At this point, it seems like Apple might never release a laptop with a touchscreen. The company reverses course all the time — remember when Steve Jobs scoffed at the idea of native third-party apps on the iPhone? — but over the years Apple has never wavered when it comes to rejecting touchscreen laptops. The company’s various arguments do have merit, but it seems somewhat reminiscent of Tim Cook’s arguments against an iPhone phablet back before the iPhone 6 Plus was released. He said that smartphones with large displays carried too many compromises, and Apple wouldn’t release a supersized iPhone if the company was forced to make the same compromises. Then… Apple released a supersized iPhone that made all the same compromises.
When it comes to touchscreen laptops, however, Apple is showing no signs of budging. If you’re a MacBook Air user and you’ve been dreaming of what it would be like to have a touchscreen on your sleek Mac laptop, your dreams just came true.
Neonode is a company with a storied history, but Apple fans will be most interested in the latest product the company has to offer. Released on Tuesday, the new AirBar for MacBook Air is the answer to years of clamoring among a select but sizable group of Apple computer users. That’s right, it adds a fully functional touchscreen to any 13-inch MacBook Air.

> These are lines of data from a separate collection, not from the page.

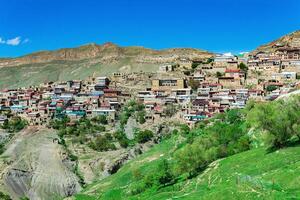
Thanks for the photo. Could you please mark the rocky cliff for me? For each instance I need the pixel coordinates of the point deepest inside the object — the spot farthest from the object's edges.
(106, 53)
(290, 40)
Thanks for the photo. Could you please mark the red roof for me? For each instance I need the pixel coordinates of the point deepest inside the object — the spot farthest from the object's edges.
(232, 71)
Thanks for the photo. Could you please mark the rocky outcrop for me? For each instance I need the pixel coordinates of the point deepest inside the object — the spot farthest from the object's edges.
(289, 40)
(106, 53)
(37, 167)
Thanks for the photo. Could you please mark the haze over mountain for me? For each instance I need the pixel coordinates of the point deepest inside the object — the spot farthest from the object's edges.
(87, 60)
(289, 40)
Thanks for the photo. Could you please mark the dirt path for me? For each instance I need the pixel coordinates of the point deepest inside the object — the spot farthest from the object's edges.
(36, 168)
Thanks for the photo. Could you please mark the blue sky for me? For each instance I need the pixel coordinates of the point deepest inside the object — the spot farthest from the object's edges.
(215, 25)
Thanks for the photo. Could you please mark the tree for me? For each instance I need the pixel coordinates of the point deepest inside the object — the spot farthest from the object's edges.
(271, 88)
(219, 74)
(4, 196)
(144, 136)
(141, 117)
(170, 110)
(164, 172)
(102, 119)
(243, 67)
(102, 143)
(280, 119)
(194, 84)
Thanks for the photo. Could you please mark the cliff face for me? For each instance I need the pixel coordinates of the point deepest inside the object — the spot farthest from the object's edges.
(290, 40)
(106, 53)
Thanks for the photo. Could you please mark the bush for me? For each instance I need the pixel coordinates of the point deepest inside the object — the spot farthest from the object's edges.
(271, 88)
(141, 117)
(122, 139)
(101, 143)
(143, 136)
(4, 196)
(280, 119)
(102, 119)
(15, 124)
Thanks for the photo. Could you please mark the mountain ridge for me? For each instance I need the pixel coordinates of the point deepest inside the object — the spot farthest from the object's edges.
(105, 51)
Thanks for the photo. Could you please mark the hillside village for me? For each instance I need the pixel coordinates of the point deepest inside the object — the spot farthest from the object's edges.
(188, 90)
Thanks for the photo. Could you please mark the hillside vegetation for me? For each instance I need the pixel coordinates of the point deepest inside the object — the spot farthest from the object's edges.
(242, 154)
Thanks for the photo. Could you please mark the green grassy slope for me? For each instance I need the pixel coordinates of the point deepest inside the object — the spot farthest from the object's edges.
(253, 174)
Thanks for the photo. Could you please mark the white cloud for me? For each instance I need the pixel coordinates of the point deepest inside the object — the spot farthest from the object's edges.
(14, 42)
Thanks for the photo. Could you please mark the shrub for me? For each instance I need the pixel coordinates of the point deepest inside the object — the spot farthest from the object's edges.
(122, 139)
(101, 143)
(144, 136)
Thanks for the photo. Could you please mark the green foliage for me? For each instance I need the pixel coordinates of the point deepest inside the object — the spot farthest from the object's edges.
(280, 119)
(159, 177)
(243, 67)
(170, 110)
(194, 84)
(141, 117)
(225, 137)
(195, 65)
(129, 109)
(102, 143)
(101, 119)
(15, 124)
(143, 136)
(122, 139)
(271, 88)
(219, 74)
(4, 196)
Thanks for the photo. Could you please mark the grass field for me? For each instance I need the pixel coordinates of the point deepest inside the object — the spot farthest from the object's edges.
(253, 174)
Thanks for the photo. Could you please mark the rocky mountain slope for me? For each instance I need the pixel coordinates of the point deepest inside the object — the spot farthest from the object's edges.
(291, 40)
(87, 60)
(35, 166)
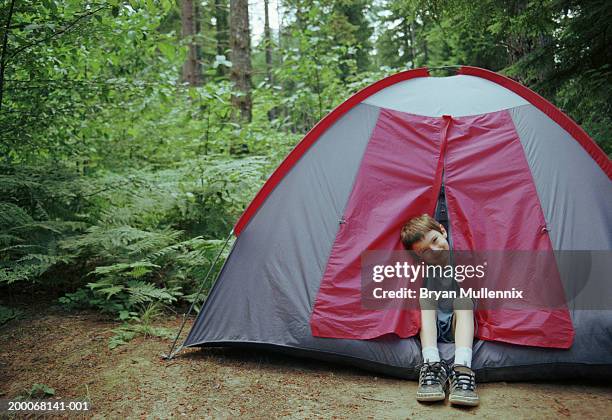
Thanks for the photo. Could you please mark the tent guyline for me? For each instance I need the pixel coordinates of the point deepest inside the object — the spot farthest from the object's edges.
(173, 353)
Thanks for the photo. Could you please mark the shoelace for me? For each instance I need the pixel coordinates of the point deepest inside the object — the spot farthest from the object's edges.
(430, 373)
(463, 380)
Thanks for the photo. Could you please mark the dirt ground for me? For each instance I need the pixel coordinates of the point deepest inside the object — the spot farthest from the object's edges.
(69, 352)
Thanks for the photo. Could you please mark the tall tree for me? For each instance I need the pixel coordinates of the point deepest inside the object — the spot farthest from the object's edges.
(268, 49)
(221, 31)
(240, 43)
(190, 25)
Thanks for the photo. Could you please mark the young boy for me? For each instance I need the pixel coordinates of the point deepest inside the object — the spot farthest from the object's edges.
(442, 321)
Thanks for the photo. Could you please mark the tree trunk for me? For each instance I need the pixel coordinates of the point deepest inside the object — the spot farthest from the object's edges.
(190, 25)
(268, 47)
(240, 43)
(4, 46)
(221, 32)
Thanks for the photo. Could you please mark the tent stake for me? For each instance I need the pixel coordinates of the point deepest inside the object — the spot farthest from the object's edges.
(172, 352)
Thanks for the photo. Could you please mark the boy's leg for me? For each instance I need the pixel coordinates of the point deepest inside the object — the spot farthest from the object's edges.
(462, 377)
(429, 331)
(434, 372)
(463, 326)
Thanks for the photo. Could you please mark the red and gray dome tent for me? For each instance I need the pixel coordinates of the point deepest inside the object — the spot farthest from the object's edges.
(518, 175)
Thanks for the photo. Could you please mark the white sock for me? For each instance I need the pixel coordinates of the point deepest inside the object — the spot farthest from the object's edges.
(463, 356)
(431, 354)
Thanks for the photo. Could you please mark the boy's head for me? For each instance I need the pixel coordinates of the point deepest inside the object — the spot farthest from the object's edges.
(425, 236)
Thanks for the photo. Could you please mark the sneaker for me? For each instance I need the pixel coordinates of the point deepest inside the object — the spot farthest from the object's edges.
(463, 386)
(432, 381)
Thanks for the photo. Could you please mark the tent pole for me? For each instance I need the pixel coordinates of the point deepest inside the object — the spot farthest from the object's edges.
(172, 352)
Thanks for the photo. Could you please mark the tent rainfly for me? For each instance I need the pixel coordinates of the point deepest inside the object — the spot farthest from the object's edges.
(518, 174)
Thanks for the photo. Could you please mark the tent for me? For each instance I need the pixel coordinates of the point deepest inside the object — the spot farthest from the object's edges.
(518, 174)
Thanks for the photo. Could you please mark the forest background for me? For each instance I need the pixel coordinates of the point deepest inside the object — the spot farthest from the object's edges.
(134, 133)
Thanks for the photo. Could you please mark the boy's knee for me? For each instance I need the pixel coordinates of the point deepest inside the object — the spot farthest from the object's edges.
(463, 304)
(428, 304)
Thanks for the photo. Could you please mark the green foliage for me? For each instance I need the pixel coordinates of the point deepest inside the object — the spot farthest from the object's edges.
(141, 325)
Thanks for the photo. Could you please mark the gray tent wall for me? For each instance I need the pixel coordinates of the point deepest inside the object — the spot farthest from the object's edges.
(266, 290)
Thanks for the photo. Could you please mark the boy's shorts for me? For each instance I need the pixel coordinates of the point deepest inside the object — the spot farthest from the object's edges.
(446, 326)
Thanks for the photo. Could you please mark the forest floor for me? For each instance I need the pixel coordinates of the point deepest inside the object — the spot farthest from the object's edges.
(69, 352)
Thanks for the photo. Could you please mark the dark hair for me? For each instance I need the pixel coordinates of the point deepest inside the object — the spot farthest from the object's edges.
(416, 228)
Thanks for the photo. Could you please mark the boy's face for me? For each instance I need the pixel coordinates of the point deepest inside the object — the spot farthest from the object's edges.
(433, 248)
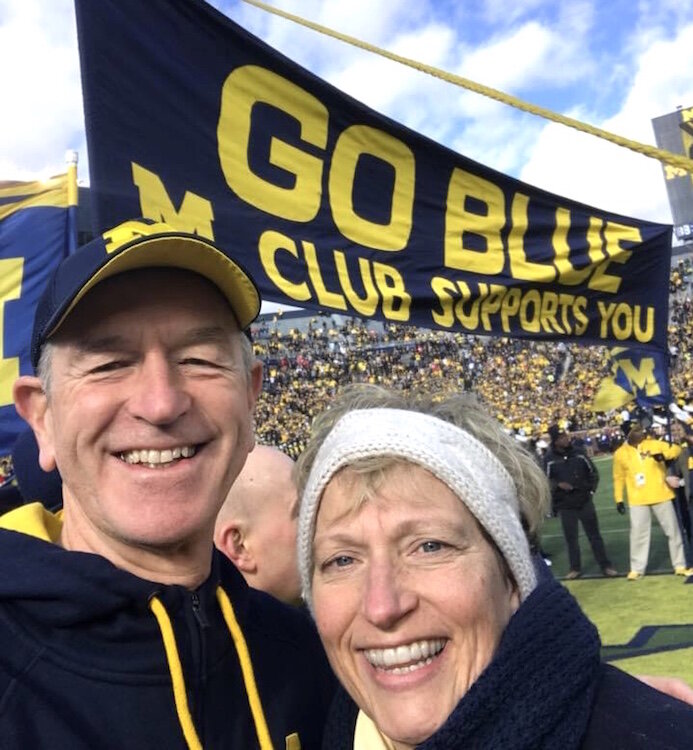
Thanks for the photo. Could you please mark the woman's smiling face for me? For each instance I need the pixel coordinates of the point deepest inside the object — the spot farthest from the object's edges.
(410, 598)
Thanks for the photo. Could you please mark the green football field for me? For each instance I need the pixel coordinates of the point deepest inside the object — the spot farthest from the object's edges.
(646, 626)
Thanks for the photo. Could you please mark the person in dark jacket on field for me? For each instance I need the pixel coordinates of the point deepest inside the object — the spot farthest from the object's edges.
(574, 479)
(120, 624)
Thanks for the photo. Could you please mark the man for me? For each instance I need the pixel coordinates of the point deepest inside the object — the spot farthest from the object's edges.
(640, 469)
(120, 626)
(256, 526)
(574, 479)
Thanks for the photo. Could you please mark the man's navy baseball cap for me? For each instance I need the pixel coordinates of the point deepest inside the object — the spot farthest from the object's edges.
(141, 243)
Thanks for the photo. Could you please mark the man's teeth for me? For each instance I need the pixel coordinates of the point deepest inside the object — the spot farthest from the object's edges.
(405, 658)
(155, 458)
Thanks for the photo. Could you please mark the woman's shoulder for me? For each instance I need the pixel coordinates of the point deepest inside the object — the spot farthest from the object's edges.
(629, 714)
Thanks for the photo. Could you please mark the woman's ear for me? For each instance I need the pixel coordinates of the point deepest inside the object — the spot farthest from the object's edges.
(33, 406)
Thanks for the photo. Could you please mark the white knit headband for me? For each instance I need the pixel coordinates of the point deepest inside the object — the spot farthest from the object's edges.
(451, 454)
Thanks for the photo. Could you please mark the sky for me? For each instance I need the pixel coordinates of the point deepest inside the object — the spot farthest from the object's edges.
(614, 64)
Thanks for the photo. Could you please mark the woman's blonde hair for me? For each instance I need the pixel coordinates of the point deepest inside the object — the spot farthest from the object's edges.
(462, 410)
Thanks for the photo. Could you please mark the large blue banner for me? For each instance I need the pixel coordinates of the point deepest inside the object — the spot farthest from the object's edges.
(35, 234)
(331, 205)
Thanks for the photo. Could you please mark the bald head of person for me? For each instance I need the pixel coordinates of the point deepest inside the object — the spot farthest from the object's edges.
(256, 526)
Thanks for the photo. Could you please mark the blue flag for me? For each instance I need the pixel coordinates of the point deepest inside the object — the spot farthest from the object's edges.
(636, 375)
(330, 205)
(37, 230)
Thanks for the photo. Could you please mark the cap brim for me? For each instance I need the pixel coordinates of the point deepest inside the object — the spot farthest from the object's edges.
(187, 252)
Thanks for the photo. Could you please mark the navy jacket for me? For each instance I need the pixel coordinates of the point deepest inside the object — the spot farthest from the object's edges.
(83, 664)
(574, 467)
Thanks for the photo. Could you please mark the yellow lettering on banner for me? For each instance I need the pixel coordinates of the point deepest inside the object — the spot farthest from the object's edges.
(195, 214)
(115, 238)
(605, 313)
(567, 273)
(510, 307)
(614, 234)
(11, 272)
(520, 266)
(566, 301)
(582, 321)
(269, 245)
(244, 88)
(549, 308)
(643, 377)
(491, 303)
(351, 145)
(391, 286)
(444, 289)
(470, 320)
(459, 220)
(532, 299)
(626, 322)
(325, 297)
(646, 333)
(367, 305)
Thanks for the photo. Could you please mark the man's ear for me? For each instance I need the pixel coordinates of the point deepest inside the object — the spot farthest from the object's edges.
(231, 540)
(32, 405)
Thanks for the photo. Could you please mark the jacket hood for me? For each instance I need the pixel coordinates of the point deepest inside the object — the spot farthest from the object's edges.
(92, 602)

The AirBar itself is a small silver bar that attaches to your MacBook Air directly beneath the screen using two small magnets. When positioned and plugged in, the device beams infrared light up and across the screen. This light is of course imperceptible to the human eye, but the AirBar can observe when the beams of light are broken and triangulate the location of the user’s finger with proprietary algorithms.
In other words, anything you touch to your laptop’s display is capable of controlling the objects on the display. You can scroll, tap, swipe, and even draw or paint, and the AirBar will translate those touches with minimal lag as they occur.
Here’s a video that shows the AirBar in action:
Neonode’s AirBar has already been available for Windows laptops for quite some time, and I’ve been testing the MacBook Air version for several weeks now. It’s hasn’t been without a few hiccups since the software I’ve been using was still in development, but overall the experience has been surprising.
It works, and it works quite well. I’ve grown accustomed to poking at my MacBook Air’s display to scroll through webpages, and using pinch gestures to zoom in and out on photos is terrific. You can even double-tap a column of text on a webpage to zoom in and fit it to the width of your browser, just like you can on the iPhone or iPad. It’s awesome.